Yes, but how much memory is "plenty"? In the real world, memory is a finite resource. We can not program with the assumption that there is always free memory. Lustre must behave reasonably by default when memory is under contention.
Unfortunately, the exact amount of the extra memory highly depends on the performance and configuration of the OST.
No, it does not. Client memory is far faster than disk on a remote OST over the network pretty much by definition. Client memory under normal use cases is also under contention by actual applications, which are not represented by the naive tests that were used to create the graphs in this ticket.
In the real world, people buy client memory sized to fit their application. No one has the budget to buy double or triple the amount of ram for all their clients just to leave Lustre more buffer space.
Memory contention is normal in the real world, and Lustre's defaults should be selected to meet and function reasonably under real world usage.
I didn't mean the memory is for Lustre client to use for buffer space.
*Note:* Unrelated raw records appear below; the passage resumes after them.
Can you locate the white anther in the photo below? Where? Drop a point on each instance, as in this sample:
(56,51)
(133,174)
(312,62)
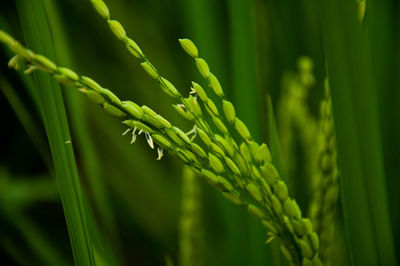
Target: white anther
(126,131)
(160,152)
(149,140)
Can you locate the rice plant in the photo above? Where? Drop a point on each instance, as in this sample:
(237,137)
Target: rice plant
(119,202)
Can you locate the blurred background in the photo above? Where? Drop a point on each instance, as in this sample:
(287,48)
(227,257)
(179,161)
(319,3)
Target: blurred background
(134,200)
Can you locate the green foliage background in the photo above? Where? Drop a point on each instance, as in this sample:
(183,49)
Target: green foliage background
(131,201)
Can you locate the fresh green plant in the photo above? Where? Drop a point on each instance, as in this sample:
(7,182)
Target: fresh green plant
(222,149)
(249,179)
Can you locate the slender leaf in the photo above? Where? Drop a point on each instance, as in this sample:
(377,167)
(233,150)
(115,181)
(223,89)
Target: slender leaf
(33,20)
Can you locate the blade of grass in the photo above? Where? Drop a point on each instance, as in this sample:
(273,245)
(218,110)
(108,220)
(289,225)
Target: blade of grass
(89,158)
(26,120)
(363,183)
(34,22)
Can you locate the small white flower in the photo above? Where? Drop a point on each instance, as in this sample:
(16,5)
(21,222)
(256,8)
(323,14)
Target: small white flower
(160,152)
(192,91)
(149,140)
(126,131)
(133,135)
(30,69)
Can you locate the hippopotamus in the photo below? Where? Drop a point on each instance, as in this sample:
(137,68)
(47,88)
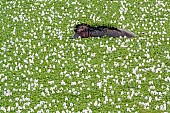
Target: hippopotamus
(84,31)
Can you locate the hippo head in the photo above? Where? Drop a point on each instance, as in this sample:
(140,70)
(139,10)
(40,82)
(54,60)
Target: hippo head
(81,30)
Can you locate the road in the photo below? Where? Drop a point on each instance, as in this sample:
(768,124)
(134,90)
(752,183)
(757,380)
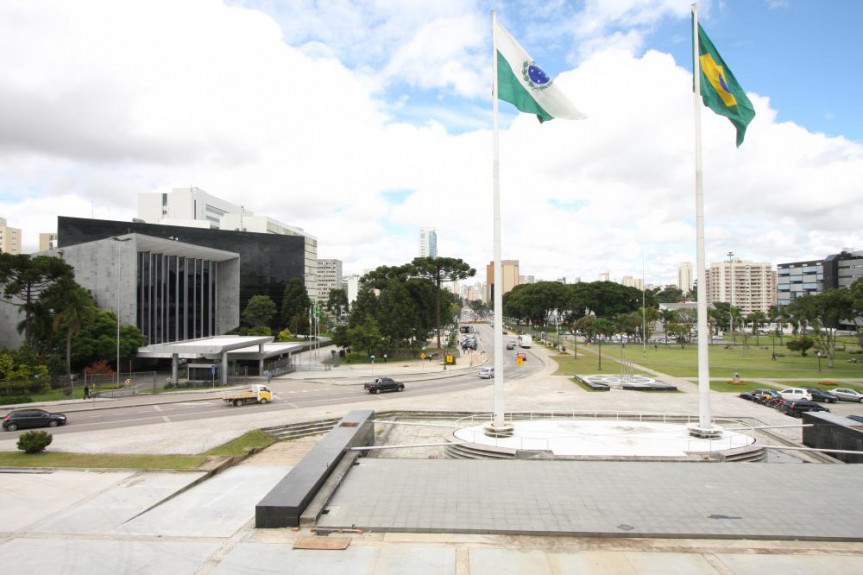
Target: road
(290,393)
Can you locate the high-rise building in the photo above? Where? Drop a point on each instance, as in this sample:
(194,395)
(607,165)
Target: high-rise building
(509,271)
(747,285)
(194,208)
(10,238)
(685,279)
(329,277)
(428,243)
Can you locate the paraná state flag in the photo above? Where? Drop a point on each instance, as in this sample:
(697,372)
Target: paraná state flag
(522,83)
(720,90)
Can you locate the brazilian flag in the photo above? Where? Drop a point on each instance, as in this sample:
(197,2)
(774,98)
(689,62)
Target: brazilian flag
(719,88)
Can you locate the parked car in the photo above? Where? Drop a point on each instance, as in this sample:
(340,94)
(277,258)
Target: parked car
(26,418)
(768,397)
(822,395)
(796,393)
(380,384)
(796,407)
(847,394)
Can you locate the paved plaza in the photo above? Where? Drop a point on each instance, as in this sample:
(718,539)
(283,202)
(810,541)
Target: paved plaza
(406,513)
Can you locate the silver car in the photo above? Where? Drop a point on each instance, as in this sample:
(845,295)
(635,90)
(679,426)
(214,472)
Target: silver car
(847,394)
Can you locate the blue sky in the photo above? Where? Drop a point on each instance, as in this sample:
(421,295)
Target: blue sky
(363,121)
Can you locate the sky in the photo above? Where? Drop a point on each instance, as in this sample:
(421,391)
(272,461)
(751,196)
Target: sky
(363,121)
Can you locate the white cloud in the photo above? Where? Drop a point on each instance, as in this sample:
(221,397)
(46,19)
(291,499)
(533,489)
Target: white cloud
(105,103)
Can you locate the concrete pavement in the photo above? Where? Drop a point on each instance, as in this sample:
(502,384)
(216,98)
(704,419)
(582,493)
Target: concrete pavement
(138,522)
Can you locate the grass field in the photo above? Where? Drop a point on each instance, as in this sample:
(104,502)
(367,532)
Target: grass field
(725,360)
(253,439)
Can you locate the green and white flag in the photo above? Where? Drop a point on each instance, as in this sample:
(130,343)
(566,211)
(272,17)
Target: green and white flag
(522,83)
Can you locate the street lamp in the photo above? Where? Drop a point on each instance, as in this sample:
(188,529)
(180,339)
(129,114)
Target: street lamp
(731,294)
(117,271)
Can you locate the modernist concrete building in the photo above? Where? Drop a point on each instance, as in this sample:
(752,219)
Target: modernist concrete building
(172,291)
(268,262)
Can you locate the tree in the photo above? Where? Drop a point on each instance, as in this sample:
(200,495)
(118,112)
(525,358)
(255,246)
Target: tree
(24,279)
(440,270)
(259,311)
(75,306)
(295,307)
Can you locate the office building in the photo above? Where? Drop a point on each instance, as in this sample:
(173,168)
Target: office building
(170,290)
(428,243)
(329,278)
(194,208)
(685,277)
(509,271)
(268,262)
(47,241)
(10,238)
(747,285)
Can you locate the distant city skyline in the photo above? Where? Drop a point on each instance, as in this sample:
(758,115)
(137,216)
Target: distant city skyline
(376,146)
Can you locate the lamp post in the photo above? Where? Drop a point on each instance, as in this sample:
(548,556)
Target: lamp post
(731,294)
(117,271)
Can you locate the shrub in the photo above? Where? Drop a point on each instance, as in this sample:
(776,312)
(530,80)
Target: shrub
(34,441)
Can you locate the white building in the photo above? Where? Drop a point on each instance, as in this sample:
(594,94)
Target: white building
(10,238)
(748,285)
(428,243)
(193,207)
(329,277)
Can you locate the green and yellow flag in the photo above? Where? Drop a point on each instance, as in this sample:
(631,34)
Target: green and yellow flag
(719,88)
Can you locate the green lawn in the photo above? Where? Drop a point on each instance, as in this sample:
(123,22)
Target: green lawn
(253,439)
(749,361)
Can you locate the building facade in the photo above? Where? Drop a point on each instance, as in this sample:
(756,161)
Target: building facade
(171,291)
(268,262)
(329,277)
(685,277)
(428,243)
(10,238)
(509,271)
(747,285)
(194,208)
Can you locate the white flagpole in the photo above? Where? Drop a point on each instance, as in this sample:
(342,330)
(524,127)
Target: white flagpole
(705,425)
(498,423)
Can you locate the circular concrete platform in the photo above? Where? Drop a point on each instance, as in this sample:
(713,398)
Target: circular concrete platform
(604,438)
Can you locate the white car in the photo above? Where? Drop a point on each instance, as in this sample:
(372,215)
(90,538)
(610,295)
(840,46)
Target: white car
(847,394)
(796,393)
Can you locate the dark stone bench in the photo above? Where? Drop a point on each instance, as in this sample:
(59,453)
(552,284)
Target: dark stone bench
(284,504)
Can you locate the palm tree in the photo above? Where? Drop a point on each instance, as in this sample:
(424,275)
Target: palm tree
(77,306)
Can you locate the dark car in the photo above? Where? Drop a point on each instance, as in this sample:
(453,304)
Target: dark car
(796,407)
(821,395)
(27,418)
(380,384)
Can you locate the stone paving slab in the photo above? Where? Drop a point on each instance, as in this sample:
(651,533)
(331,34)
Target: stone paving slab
(96,557)
(222,505)
(623,499)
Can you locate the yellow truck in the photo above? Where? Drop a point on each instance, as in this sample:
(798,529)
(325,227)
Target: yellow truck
(252,394)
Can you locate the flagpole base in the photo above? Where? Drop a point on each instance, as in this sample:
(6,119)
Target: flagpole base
(705,433)
(492,430)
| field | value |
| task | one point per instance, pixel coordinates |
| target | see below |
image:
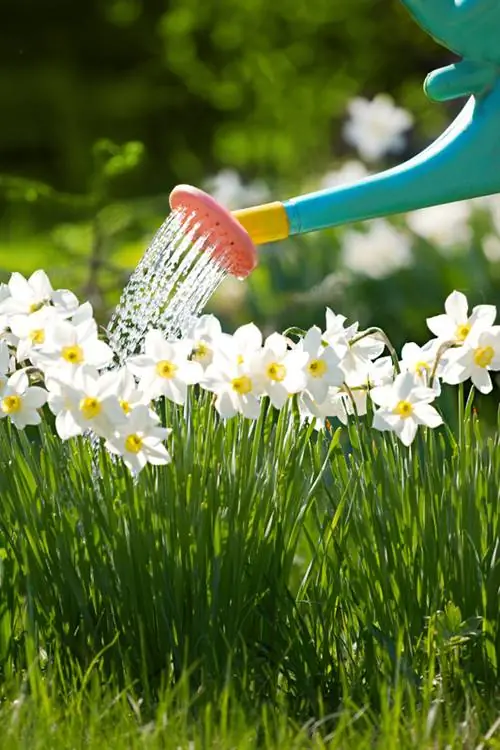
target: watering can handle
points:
(463, 163)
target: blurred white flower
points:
(164, 369)
(20, 402)
(241, 345)
(228, 189)
(204, 333)
(278, 371)
(139, 440)
(30, 330)
(351, 171)
(446, 227)
(419, 360)
(378, 252)
(85, 402)
(491, 248)
(29, 295)
(480, 355)
(121, 384)
(376, 127)
(456, 324)
(323, 364)
(336, 331)
(404, 406)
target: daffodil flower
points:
(456, 324)
(404, 406)
(236, 389)
(165, 369)
(20, 402)
(475, 361)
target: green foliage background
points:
(108, 104)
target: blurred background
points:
(107, 104)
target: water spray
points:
(463, 163)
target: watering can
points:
(463, 163)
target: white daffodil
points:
(236, 389)
(456, 324)
(323, 367)
(357, 361)
(69, 346)
(204, 334)
(421, 361)
(30, 330)
(83, 402)
(476, 359)
(278, 372)
(121, 383)
(29, 295)
(164, 369)
(243, 344)
(404, 406)
(139, 440)
(19, 401)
For write RPC, clients have to hold those writing pages until the OST commits the corresponding transaction. Therefore, clients have to have extra memory to pin those pages in memory and applications can not use them. For ZFS, the typical txg timeout is 5 seconds, which means the clients will pin 5 seconds of writing data in memory; depending on the writing throughput on the client side, this can be a lot.
There is really nothing we can do on the client side. Probably we can do some tune for ZFS. The I/O generated by Lustre is different from I/O of generic workload, so we may look into the timeout of txg or restrict the memory of write cache.